Dalam acara tersebut Kapolri dan Panglima TNI memperoleh gelar dari tokoh adat setempat. Gelar Dari Datu Sila Dendeng Lombok Kepada Panglima TNI dan Kapolri. Datu Sila Dendeng Lombok H. Lalu Muhammad Patria, M.Pd., memberikan gelar Raja Pemban Agung Yudhe Negare dan Keris Pusaka Dirte Yudhe Ayuning Jagat kepada Panglima TNI Marsekal TNI Hadi Tjahjantodan gelar Pating Laga Muter jagad dan Keris Pusaka Dirte Yudhe Muter Jagat kepada Kapolri Jenderal Pol Prof. H. M. Tito Karnavian., Ph.D.

Pemberian gelar tersebut merupakan pengukuhan sekaligus pengakuan masyarakat Lombok khusunya bahwa Panglima TNI merupakan pemimpin dalam menjaga kedaulatan dan kemartabatan negara baik dari dalam maupun luar negeri. Sedangkan gelar yang diberikan kepada Kapolri yakni sebagai pemimpin tertinggi dalam menajaga keamanan dan kenyamanan masyarakat seluruh nusantara.

Arti dari nama keris yang diberikan kepada kedua petinggi TNI dan Polri tersebut yakni keris yang harus dipegang oleh seorang pemimpin tertinggi dalam menjaga kedaulatan dan keamanan rakyat se Nusantara.

Panglima TNI mengatakan menjaga keutuhan NKRI itu tidak hanya TNI dan Polri tetapi seluruh komponen dan eleman masyarakat Indonesia. Masyarakat tidak perlu khawatir dengan kejadian aksi teror yang terjadi di beberapa wilayah di Indonesia, Polri dengan cepat mampu mengungkap pelakunya dan TNI siap mendukung kinerja Polri dalam memerantas terorisme.

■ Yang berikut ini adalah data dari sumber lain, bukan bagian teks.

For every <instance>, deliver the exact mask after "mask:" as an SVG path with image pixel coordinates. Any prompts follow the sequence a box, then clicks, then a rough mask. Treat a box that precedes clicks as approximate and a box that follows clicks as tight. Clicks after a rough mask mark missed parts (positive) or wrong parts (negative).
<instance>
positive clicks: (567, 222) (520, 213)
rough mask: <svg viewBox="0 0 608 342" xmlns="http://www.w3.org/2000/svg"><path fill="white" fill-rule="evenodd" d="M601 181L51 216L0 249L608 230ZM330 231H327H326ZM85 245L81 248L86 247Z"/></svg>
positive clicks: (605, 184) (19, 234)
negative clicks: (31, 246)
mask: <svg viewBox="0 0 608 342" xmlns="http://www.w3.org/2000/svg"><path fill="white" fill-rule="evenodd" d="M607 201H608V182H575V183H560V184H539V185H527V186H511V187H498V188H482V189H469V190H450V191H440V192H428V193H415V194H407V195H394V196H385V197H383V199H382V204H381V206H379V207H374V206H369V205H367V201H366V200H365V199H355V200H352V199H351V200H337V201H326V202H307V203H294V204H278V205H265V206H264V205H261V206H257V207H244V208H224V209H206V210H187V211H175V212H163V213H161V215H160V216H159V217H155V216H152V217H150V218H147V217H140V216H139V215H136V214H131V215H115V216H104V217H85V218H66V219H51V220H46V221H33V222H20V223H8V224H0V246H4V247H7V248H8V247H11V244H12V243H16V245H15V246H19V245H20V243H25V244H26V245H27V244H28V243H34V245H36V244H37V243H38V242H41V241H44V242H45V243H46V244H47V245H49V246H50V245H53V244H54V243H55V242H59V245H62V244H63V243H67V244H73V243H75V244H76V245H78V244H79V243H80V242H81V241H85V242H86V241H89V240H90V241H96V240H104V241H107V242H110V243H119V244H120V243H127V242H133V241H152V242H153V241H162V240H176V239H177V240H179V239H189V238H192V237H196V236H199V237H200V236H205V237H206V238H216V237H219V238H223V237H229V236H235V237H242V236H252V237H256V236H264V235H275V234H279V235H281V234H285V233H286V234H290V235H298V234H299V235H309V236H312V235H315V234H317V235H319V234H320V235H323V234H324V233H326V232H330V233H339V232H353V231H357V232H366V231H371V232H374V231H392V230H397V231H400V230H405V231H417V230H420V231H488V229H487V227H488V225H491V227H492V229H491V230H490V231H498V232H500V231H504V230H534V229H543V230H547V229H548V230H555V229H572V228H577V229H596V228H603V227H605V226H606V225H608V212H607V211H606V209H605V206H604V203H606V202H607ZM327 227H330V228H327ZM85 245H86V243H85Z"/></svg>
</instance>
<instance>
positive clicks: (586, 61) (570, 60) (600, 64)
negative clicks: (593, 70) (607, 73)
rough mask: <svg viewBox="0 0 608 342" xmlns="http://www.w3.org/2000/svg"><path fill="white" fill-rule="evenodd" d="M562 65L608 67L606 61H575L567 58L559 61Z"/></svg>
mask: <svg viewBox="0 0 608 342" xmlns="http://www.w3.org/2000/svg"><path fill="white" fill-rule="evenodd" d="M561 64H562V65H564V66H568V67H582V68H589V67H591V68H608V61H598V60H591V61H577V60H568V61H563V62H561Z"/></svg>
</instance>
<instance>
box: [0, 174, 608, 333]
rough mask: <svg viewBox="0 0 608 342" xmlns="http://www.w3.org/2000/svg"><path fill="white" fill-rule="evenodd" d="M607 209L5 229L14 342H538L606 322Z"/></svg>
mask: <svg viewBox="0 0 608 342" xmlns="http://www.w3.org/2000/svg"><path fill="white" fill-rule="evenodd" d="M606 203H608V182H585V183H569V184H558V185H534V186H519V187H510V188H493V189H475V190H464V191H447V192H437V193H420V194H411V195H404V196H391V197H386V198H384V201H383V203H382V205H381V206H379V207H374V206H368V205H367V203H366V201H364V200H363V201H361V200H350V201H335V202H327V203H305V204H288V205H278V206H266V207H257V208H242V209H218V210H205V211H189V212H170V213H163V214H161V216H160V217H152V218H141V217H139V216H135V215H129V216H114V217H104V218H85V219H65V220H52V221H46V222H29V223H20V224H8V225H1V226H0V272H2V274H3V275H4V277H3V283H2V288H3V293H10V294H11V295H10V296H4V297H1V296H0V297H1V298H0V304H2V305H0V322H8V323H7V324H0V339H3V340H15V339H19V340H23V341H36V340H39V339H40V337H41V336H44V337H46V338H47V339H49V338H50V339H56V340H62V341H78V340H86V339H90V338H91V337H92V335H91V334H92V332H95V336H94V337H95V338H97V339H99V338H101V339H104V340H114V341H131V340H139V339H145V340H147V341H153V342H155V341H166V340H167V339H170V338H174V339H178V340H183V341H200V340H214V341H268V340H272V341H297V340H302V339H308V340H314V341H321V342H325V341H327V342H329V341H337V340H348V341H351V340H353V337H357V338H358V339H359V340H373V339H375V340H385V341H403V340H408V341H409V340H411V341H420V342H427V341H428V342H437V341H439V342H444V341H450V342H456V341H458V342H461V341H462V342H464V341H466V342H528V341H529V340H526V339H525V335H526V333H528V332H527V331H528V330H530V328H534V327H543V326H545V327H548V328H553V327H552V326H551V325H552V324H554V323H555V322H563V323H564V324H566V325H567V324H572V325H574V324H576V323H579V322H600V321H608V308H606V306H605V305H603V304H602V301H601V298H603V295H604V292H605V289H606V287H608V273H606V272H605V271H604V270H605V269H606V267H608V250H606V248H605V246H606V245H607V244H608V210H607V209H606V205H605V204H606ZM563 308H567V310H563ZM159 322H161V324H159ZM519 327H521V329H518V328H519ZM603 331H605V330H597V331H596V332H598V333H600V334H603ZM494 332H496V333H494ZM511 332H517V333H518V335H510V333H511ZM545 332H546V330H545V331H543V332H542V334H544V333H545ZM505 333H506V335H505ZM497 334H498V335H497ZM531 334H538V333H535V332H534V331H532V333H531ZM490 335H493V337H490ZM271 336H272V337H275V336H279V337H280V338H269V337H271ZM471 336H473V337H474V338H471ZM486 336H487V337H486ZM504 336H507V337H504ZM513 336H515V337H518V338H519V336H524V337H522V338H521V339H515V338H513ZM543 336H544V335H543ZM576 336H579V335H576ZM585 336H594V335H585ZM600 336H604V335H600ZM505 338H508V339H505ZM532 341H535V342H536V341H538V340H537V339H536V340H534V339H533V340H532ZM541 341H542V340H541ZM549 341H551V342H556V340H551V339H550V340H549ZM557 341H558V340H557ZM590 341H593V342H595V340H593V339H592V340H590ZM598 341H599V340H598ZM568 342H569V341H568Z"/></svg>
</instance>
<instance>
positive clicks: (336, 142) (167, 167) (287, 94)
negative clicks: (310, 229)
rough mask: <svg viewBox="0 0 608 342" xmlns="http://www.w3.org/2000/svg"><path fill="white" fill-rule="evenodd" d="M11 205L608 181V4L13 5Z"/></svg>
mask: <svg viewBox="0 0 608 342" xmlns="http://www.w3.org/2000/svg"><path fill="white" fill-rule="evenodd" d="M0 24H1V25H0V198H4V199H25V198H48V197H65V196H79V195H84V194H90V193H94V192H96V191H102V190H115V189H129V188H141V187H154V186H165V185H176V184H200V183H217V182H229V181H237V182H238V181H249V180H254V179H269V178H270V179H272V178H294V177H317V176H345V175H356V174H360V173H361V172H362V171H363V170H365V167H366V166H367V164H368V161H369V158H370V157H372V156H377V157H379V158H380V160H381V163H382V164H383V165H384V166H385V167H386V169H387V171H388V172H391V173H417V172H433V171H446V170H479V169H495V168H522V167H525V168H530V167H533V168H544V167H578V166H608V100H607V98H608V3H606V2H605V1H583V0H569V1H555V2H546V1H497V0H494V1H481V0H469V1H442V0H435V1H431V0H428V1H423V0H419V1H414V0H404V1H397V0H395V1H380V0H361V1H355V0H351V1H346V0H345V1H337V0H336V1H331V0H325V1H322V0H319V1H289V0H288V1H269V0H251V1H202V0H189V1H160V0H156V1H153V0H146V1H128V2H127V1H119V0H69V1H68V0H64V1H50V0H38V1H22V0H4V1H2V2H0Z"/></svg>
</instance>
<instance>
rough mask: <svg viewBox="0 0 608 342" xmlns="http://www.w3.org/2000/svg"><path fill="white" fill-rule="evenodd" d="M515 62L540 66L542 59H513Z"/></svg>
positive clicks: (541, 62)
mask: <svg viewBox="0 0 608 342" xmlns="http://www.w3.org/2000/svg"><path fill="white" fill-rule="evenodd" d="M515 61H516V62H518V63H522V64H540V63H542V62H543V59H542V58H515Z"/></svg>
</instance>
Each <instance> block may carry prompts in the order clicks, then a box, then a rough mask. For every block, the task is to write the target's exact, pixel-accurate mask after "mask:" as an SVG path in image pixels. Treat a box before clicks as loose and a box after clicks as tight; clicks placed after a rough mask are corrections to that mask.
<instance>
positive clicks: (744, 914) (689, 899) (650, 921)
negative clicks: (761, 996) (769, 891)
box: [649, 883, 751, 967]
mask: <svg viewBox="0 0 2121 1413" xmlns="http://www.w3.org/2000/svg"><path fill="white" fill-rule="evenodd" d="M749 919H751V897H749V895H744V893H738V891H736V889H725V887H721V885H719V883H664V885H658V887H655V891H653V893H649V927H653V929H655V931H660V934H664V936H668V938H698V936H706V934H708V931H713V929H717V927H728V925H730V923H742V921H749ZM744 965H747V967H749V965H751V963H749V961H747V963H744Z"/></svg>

Sementara Kapolri menyebutkan wilayah NTB adalah wilayah yang diberi kenikmatan begitu banyak oleh Allah SWT dan di antaranya adalah nikmat aman dan kondusifnya wilayah NTB. Karena dengan rasa aman dan damai yang dirasakan oleh masyarakat NTB maka segala potensi yang ada di wilayah NTB dapat dikelola dengan maksimal.